Saturday, October 24, 2009

Saturday Smiles



LOST LIBERAL
A woman in a hot-air balloon realized she was lost. She lowered her altitude and spotted a man in a boat below. She shouted to him, "Excuse me, can you help me? I promised a friend I would meet him an hour ago, but I don't know where I am."

The man consulted his portable GPS and replied, "You're in a hot air balloon, approximately 30 feet above a ground elevation of 2,346 feet above sea level. You are at 31 degrees, 14.97 minutes north latitude and 100 degrees, 49.09 minutes west longitude.

She rolled her eyes and said, "You must be a Right-Wing Conservative Republican."

"I am," replied the man. "How did you know?"

"Well," answered the balloonist, "everything you told me is technically correct. But I have no idea what to do with your information, and I'm still lost. Frankly, you've not been much help to me."

The man smiled and responded, "You must be an Obama Democrat."

"I am," replied the balloonist. "How did you know?"

"Well," said the man, "you don't know where you are or where you are going. You've risen to where you are, due to a large quantity of hot air. You made a promise you have no idea how to keep, you expect me to solve your problem, and you're in exactly the same position you were in before we met, but somehow, it's my fault."


LITTLE CONSERVATIVE
A first grade teacher explains to her class that she is a liberal Democrat. She asks her students to raise their hands if they were liberal Democrats too. Not really knowing what a liberal Democrat was, but wanting to be like their teacher, their hands flew up into the air.

There was, however, one exception. A girl named Lucy had not gone along with the crowd. The teacher asks her why she has decided to be different.` Because I`m not a liberal Democrat.``Then,` asks the teacher, `What are you?``Why I`m a proud conservative Republican,` boasts the little girl.
=======================================
The teacher, a little perturbed and her face slightly red, asked Lucy why she is a conservative Republican.`Well, I was brought up to trust in myself instead of relying on an intrusive government to care for me and do all of my thinking. My Dad and Mom are conservative Republicans, and I am a conservative Republican too.`The teacher, now angry, loudly says, `That`s no reason! What if your Mom was a moron, and your dad was a moron. What would you be then?`She pauses, and lets out a smile. `Then,` Lucy says, `I`d be a liberal Democrat.`


TOP 19 INDICATORS THAT THE ECONOMY IS BAD

10. CEO’s are now playing miniature golf.

 9. I got a pre-declined credit card in the mail.

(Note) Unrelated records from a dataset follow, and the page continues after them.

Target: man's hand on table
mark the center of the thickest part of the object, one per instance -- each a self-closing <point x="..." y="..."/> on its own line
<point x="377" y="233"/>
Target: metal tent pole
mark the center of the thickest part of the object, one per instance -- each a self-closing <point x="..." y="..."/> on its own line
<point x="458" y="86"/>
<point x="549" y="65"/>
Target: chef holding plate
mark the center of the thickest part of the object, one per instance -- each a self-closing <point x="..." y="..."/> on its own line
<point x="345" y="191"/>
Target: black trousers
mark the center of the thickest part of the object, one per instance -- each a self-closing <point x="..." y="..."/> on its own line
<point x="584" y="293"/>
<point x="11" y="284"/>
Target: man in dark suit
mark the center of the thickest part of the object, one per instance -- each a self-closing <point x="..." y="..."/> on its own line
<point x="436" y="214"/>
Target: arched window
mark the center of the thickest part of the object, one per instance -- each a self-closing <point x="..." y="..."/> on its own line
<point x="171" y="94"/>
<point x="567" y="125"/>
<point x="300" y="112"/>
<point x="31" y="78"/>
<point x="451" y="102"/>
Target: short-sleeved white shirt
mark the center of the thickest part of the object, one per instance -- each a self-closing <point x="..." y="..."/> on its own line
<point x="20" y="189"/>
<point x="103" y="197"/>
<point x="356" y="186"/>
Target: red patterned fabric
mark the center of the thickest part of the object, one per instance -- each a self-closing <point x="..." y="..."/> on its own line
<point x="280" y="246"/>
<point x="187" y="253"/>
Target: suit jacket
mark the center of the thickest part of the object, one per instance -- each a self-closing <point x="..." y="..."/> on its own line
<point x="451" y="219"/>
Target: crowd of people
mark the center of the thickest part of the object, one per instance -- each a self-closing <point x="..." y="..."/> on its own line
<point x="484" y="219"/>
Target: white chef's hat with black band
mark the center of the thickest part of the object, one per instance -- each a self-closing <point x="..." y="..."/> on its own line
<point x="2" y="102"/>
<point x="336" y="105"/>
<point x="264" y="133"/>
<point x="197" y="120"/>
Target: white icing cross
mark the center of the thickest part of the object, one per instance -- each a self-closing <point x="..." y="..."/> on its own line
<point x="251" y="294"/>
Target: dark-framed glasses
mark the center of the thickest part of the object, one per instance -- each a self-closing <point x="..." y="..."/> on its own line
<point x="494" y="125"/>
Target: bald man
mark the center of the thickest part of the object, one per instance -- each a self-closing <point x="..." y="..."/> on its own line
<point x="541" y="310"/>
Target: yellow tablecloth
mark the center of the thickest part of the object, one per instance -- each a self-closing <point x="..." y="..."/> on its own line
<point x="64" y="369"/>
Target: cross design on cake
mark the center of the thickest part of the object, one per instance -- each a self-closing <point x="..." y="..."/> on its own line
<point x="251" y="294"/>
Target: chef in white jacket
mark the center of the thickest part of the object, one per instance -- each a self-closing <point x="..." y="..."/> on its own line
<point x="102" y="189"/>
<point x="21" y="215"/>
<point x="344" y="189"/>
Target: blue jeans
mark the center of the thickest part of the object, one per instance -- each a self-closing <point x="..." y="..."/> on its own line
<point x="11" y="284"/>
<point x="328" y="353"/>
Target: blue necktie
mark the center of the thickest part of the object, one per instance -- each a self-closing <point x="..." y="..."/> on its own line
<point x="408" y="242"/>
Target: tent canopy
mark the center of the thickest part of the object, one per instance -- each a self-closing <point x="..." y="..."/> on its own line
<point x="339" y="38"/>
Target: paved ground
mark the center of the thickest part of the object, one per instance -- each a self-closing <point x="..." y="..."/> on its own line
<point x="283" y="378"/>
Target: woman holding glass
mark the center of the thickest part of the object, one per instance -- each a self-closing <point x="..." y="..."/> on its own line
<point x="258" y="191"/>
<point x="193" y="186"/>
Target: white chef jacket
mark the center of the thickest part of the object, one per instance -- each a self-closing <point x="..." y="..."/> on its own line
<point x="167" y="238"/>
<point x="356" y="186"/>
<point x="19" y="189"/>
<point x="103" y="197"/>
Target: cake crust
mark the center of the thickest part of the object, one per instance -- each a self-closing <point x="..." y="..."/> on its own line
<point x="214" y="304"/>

 8. I went to buy a toaster oven and they gave me a bank.

 7. Hot wheels and Matchbox car companies are now trading higher than GM in the stock market.

 6. McDonalds is selling the 1/4 ouncer.

 5. People in Beverly Hills fired their nannies and are learning their children’s names.

 4. The most highly-paid job is now jury duty.

 3. Motel Six won’t leave the lights on.

 2. The Mafia is laying off judges.

 1. If the bank returns your check marked as “insufficient funds,” you have to call them and ask if they meant you or them.
 =======================================


Its a bird! Its a plane! No, he's Barack Obama and hes come to save the day!


A man is sitting in a bar far from home when Barack Obama comes on TV. The man looks at the TV and says, “Obama is a horse’s butt.” Out of nowhere, a local jumps up and punches him in the face, knocking the first guy off his bar stool, then stomps out. He gets up, rubbing his cheek and orders another beer.

Shortly afterwards, Michelle Obama appears on the TV. He looks at the TV and says, “She is a horse’s butt, too!” Out of nowhere, another local punches him on the other side of the face, knocking him off his bar stool again.

He gets back up and looks at the bartender, “I take it this is Obama country?”

“Nope.” replies the bartender. “Horse country.”